The Steelworkers told U.S. representatives the clear impact of the preliminary countervailing and anti-dumping duties announced this April,.
“Quebec has been hit hard with layoffs already and more layoffs are pending in our forest-dependent communities,” said Pierre Lablond, member of USW Local 8644 from northern Quebec.
This was the first time that a dozen trade unionists from the Quebec, Ontario and British Columbia forest industry travelled to Washington to present the views of workers north of the border.
“It felt great telling U.S. officials how this is affecting workers. They have already heard from diplomats, Canadian elected officials and our bosses, but to hear directly from the affected workers, from people who are at risk of losing their jobs and who may experience long periods of unemployment, resonated with the U.S. officials. As workers, we brought a new perspective to the table,” said Guy Bourgouin, President of USW Local 1-2010 in northern Ontario.

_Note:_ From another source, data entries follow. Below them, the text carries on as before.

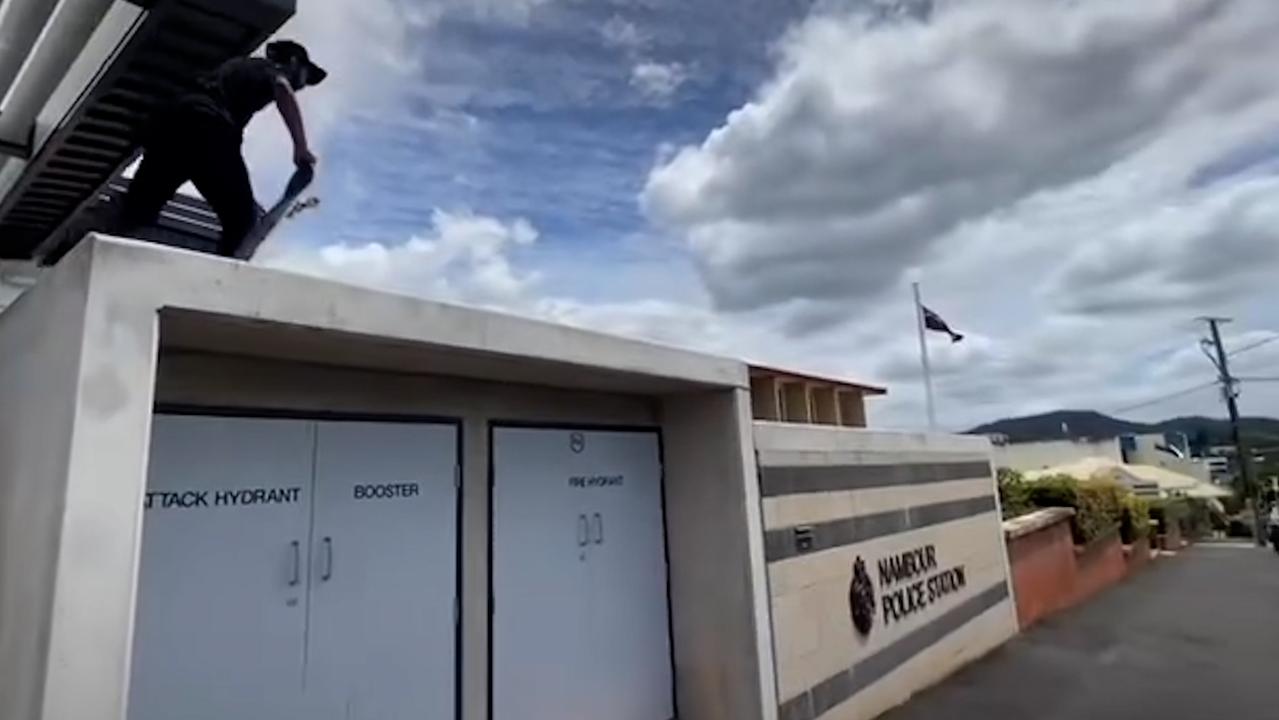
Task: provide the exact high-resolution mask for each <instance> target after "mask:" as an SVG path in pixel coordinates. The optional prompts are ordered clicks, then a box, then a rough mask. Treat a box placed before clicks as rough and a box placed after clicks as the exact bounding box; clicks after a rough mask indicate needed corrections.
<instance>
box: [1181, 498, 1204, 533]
mask: <svg viewBox="0 0 1279 720" xmlns="http://www.w3.org/2000/svg"><path fill="white" fill-rule="evenodd" d="M1181 529H1182V537H1187V538H1191V540H1197V538H1200V537H1204V536H1205V535H1207V533H1209V531H1211V529H1212V509H1211V508H1210V506H1209V504H1207V500H1204V499H1202V497H1187V499H1186V513H1184V514H1183V515H1182V520H1181Z"/></svg>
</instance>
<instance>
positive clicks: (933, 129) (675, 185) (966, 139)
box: [645, 0, 1279, 309]
mask: <svg viewBox="0 0 1279 720" xmlns="http://www.w3.org/2000/svg"><path fill="white" fill-rule="evenodd" d="M1275 31H1279V6H1276V5H1274V4H1273V3H1266V1H1264V0H1236V1H1229V0H1151V1H1146V3H1137V4H1114V3H1104V1H1085V3H1054V4H1027V3H1022V1H1019V0H1007V1H1005V0H976V1H972V3H963V4H953V5H948V6H946V8H945V9H943V10H939V12H936V13H935V14H934V15H932V18H931V19H930V20H929V22H902V23H893V24H874V23H867V22H866V18H865V15H861V14H820V15H815V17H812V18H810V19H808V20H807V22H804V23H802V24H801V26H799V27H797V28H796V29H794V31H793V32H790V33H789V36H788V37H787V40H785V41H784V42H783V45H781V47H780V51H779V52H780V60H779V69H778V73H776V75H775V77H774V78H773V79H771V81H770V82H769V83H767V84H765V86H764V87H762V88H761V91H760V93H758V97H757V98H756V100H753V101H752V102H749V104H747V105H744V106H743V107H741V109H738V110H737V111H734V113H733V114H730V115H729V116H728V118H726V120H725V123H724V124H723V125H721V127H720V128H718V129H716V130H714V132H712V133H711V134H710V136H707V138H706V139H705V142H702V143H701V145H700V146H693V147H686V148H683V150H682V151H680V152H679V153H677V155H675V157H674V159H671V160H670V161H669V162H666V164H664V165H660V166H657V168H656V169H655V170H654V171H652V174H651V176H650V179H648V184H647V188H646V191H645V203H646V207H647V208H648V210H650V212H651V214H652V215H654V216H655V217H656V219H659V220H661V221H664V223H668V224H669V225H670V226H673V228H675V229H677V230H679V231H683V233H684V234H686V235H687V237H688V239H689V242H691V244H692V247H693V248H694V249H696V251H697V252H698V253H700V256H701V261H702V266H703V272H705V276H706V281H707V284H709V286H710V289H711V292H712V294H714V295H715V299H716V302H718V303H719V306H720V307H724V308H728V309H743V308H753V307H765V306H769V304H774V303H779V302H785V301H788V299H793V298H796V297H806V298H812V299H819V301H830V299H862V301H865V299H867V298H872V297H875V295H877V294H880V293H883V292H885V290H888V289H890V288H891V286H893V285H894V283H895V281H897V280H898V279H900V276H902V272H903V271H904V269H906V267H908V266H912V265H916V263H921V262H923V261H926V260H927V257H929V254H930V252H932V251H935V249H939V246H938V243H939V240H940V239H941V238H943V237H945V235H946V233H949V231H952V230H954V229H957V228H959V226H961V225H962V224H963V223H967V221H975V220H980V219H984V217H987V216H990V215H993V214H995V212H1000V211H1005V210H1008V208H1010V207H1014V206H1016V205H1017V203H1018V202H1021V201H1024V200H1027V198H1031V197H1033V196H1035V194H1036V193H1041V192H1048V191H1053V189H1058V188H1065V187H1068V185H1071V184H1073V183H1077V182H1081V180H1086V179H1088V178H1092V176H1096V175H1097V174H1100V173H1104V171H1106V170H1108V169H1109V168H1111V166H1113V165H1115V164H1117V162H1120V161H1123V160H1126V159H1128V157H1129V156H1132V155H1134V153H1137V152H1138V151H1141V150H1143V148H1146V147H1149V146H1150V145H1151V143H1155V142H1156V141H1157V139H1160V138H1161V137H1164V136H1165V134H1168V133H1172V132H1174V130H1177V129H1179V128H1183V127H1187V125H1189V124H1193V123H1197V121H1202V120H1204V119H1205V118H1214V119H1224V118H1223V116H1225V115H1234V116H1242V115H1244V114H1246V113H1248V111H1252V110H1257V109H1261V107H1264V106H1265V102H1266V101H1267V100H1270V98H1271V97H1273V96H1274V90H1275V88H1276V84H1279V83H1276V81H1275V77H1274V73H1271V72H1270V70H1269V69H1267V68H1269V64H1267V63H1264V61H1260V58H1261V56H1265V55H1266V54H1267V51H1269V49H1270V47H1271V40H1270V38H1271V37H1273V33H1274V32H1275ZM1273 110H1274V109H1273V107H1270V111H1271V116H1274V115H1273ZM1221 129H1223V128H1220V127H1219V128H1218V132H1219V133H1220V130H1221Z"/></svg>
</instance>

British Columbia is Canada’s biggest exporter to the U.S. of wood products, said Doug Mooring, a sawmill worker and member of USW Local 1-2017 from Prince George.
“It’s frustrating to know that the reluctance of the U.S. Lumber Coalition to adopt a realistic position is contributing to the current situation. We came to Washington to tell our story, to let the Americans know this isn’t simply a trade dispute between two democratic countries, it’s a problem that is affecting workers regardless of citizenship and the decisions they are making here and in Ottawa have real impacts,” Mooring said. “Our governments, assuming they can work together, have the opportunity to make decisions that will establish security and long-term sustainability for our jobs.”
The delegation returned home, confident that the workers’ voices have been heard. Together Steelworkers know that their experiences and efforts matter, the union will continue to advocate for its members on both sides of the border until a fair and freely negotiated agreement is achieved.
The United Steelworkers is the largest union in the forestry sector in Canada and represents workers in virtually all sectors of the economy.